Glencore Grain NZ is part of Glencore International, one of the largest commodity traders globally and New Zealand’s leading importer of grains and meals. The company’s operations see products imported then transported around the country to various distribution centres, each of which was operated by a different service provider.
Regal provided Glencore with a one stop shop for the management of its nationwide distribution network. This included 250,000 tonnes of storage capacity and the processing of 850,000 tonnes of product through its stores each year.
The number of different service providers managing Glencore’s distribution centres meant the company was receiving inconsistent levels of service. This included limited opening hours, long waiting times to get loaded, long loading times, and periods when processing (screening) could not keep up with demand.
In addition there was inconsistent pricing, complicated multilevel invoicing and varying product quality. Storage was also an issue. In one key distribution hub, Glencore relied on a combination of incumbent owned and other substandard storage spread across the city.
We’ve had improvement from day one which was noted by many customers"

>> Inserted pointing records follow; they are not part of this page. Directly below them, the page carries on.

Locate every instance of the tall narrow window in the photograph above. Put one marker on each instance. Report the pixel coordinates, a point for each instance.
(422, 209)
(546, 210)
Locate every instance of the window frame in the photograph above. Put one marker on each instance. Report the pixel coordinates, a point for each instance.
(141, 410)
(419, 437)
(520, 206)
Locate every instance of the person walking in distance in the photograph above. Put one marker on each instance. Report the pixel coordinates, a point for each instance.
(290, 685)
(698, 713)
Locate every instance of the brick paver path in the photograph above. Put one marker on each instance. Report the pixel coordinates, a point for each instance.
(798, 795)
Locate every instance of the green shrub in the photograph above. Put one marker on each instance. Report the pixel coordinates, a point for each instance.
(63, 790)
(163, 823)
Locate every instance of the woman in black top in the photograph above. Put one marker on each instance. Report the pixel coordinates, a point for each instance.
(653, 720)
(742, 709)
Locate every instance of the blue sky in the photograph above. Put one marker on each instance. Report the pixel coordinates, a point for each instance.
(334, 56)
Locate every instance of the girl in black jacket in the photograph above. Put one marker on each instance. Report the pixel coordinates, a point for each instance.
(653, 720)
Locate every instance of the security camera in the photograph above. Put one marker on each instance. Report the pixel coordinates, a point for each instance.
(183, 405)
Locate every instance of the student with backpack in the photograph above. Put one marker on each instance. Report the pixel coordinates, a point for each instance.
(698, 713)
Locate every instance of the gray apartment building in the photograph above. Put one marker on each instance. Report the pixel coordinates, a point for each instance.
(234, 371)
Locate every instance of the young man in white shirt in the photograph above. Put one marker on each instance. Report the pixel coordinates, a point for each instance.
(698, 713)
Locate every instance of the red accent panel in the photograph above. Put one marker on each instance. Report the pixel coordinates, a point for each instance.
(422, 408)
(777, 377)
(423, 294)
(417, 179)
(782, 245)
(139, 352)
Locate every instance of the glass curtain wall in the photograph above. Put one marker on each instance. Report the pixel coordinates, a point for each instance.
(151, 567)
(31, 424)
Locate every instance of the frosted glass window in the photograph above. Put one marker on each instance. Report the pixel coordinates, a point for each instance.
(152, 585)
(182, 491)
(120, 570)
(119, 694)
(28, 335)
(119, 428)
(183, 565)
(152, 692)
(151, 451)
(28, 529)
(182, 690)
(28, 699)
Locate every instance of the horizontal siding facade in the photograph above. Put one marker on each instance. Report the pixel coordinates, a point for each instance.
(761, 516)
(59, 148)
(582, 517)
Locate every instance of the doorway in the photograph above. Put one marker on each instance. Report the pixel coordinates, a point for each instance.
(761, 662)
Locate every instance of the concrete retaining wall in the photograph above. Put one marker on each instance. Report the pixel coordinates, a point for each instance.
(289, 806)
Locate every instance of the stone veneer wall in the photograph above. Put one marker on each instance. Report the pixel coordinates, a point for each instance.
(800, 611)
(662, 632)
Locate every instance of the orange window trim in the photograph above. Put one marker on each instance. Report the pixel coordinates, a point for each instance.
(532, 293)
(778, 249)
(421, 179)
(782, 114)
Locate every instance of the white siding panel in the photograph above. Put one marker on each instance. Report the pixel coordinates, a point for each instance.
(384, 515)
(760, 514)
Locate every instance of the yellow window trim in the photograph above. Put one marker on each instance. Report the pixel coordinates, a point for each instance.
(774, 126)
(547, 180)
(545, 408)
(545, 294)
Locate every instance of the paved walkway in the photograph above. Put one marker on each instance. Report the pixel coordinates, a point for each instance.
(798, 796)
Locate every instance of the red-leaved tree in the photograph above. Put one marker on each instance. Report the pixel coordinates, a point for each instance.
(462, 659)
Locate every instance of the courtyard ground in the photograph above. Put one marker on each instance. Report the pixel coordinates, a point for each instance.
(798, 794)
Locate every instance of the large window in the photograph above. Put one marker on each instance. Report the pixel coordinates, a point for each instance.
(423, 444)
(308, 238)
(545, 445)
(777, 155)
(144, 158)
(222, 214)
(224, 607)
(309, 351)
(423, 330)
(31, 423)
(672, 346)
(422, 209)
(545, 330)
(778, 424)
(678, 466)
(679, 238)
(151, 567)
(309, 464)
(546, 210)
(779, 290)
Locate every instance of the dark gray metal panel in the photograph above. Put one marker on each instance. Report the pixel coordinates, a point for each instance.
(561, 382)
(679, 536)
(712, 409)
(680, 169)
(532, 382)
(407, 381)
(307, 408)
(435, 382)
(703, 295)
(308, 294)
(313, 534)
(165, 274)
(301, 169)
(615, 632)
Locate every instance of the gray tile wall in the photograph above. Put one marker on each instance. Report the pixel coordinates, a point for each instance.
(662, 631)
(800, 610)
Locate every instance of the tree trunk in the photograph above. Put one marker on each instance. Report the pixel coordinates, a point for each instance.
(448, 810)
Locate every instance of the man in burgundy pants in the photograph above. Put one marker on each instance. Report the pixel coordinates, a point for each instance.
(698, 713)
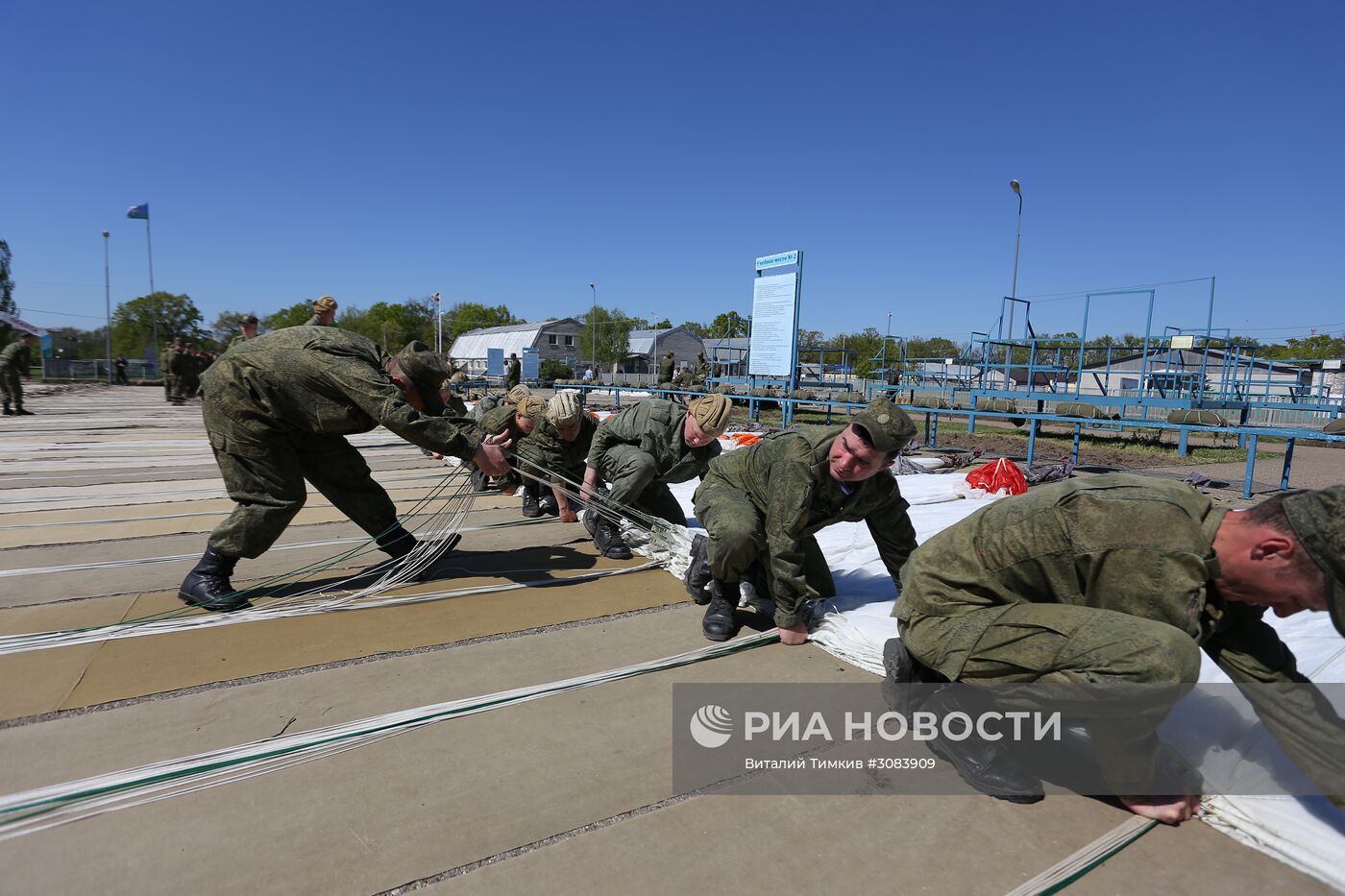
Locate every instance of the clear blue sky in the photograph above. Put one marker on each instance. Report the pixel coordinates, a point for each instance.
(515, 153)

Regal became Glencore’s nationwide service provider for store management. This meant Glencore had one primary point of contact. Regal’s Shipping and Storage Coordinator is supported by the owners, the entire Regal management team, and by multiple store managers, all of whom have regular operational and strategic meetings.
Todd Ormandy, merchandising manager for Glencore Grain NZ says Glencore had worked with Regal in the Waikato through to Northland areas for 15 years and were keen to streamline this service and replicate it around the country. “Regal’s full service offering fit into how we were working strategically, and the better service they’re offering has enabled us to be more strategic,” explains Todd.
Brett McHardie, joint owner and managing director of Regal Group, outlines the other benefits this model provided Glencore:
“As the sole operator we could ensure consistent service throughout all stores and provide greater flexibility with opening hours when required to meet demand. Significant investment in machinery, specifically loaders and screening equipment, allowed for improved store throughput and improved / consistent product quality across all stores,” Brett says.
The pricing model was also simplified.
“Historic pricing was complicated with partial payment made for various handling charges, from shipping discharge through to collection by the end user. The revised model saw one fee charged when the product was discharged from ship to store.
“One invoice covered all cartage, store handling, and processing. This included all miscellaneous charges associated with the stores, which although small in amount, caused significant processing hassle,” says Brett.
Taking on the management of all stores required a significant short-term injection of personnel from existing stores as well as from the management team. “Regal worked closely with various vendors until suitable short-term facilities could be secured,” explains Brett. “Two new facilities, one in the North Island and one in the South Island, were then planned for by Glencore. Regal were called in to assist with these projects, playing a key role in the planning and design of these facilities, including modelling various design options to ensure maximum capacity for every lease dollar.”
One provider meant greater operational transparency. “Better knowledge of the full picture allowed better sharing of knowledge and expertise, which resulted in better utilisation of resources and more favourable long-term results,” says Brett.
The extended store opening hours saw an increase in sales in various locations of up to 15%, while larger loaders resulted in reduced loading times from 40 minutes down to 10 minutes. This, in conjunction, with extended opening hours, reduced waiting times by half. Larger screening equipment resulted in significant increases in production and no lack of supply.
Glencore also benefited from better pricing. “There has been a significant reduction in invoices and processing time and invoice queries have all but been eliminated. There is no longer a delay or queries regarding getting the small stuff done,” says Brett. “We just do it as it is all built into the one price.”
Furthermore, no capacity limitations have been experienced. “The short-term solution allowed for the planned exit from previous service providers’ own stores, whilst improving the calibre of facility from which customers’ product was processed and collected,” explains Brett.
“The long-term solutions came on line within the expected timeframes, at quoted lease rates and with expected capacity. The South Island store has all product for this area under one roof and an exit from multiple substandard leases.”
Todd Ormandy says Regal has simplified the paper trail and made life a lot easier. “They have also driven a number of initiatives, helped us on occasion with store layout and design and pushed some key ideas,” he says. “The IT systems they have implemented and the live data system they have driven have helped our inventory and real-time analysis of stocks, as well as tracking of vessel discharge.”
Throughout it all, a priority for Regal was to make the transition as smooth as possible to ensure minimal disruption to customers. “We’ve had improvement from day one which was noted by many customers,” Brett says.
Regal’s national service offering to Glencore is an example of the Group’s complete vertically integrated logistical solutions model in action.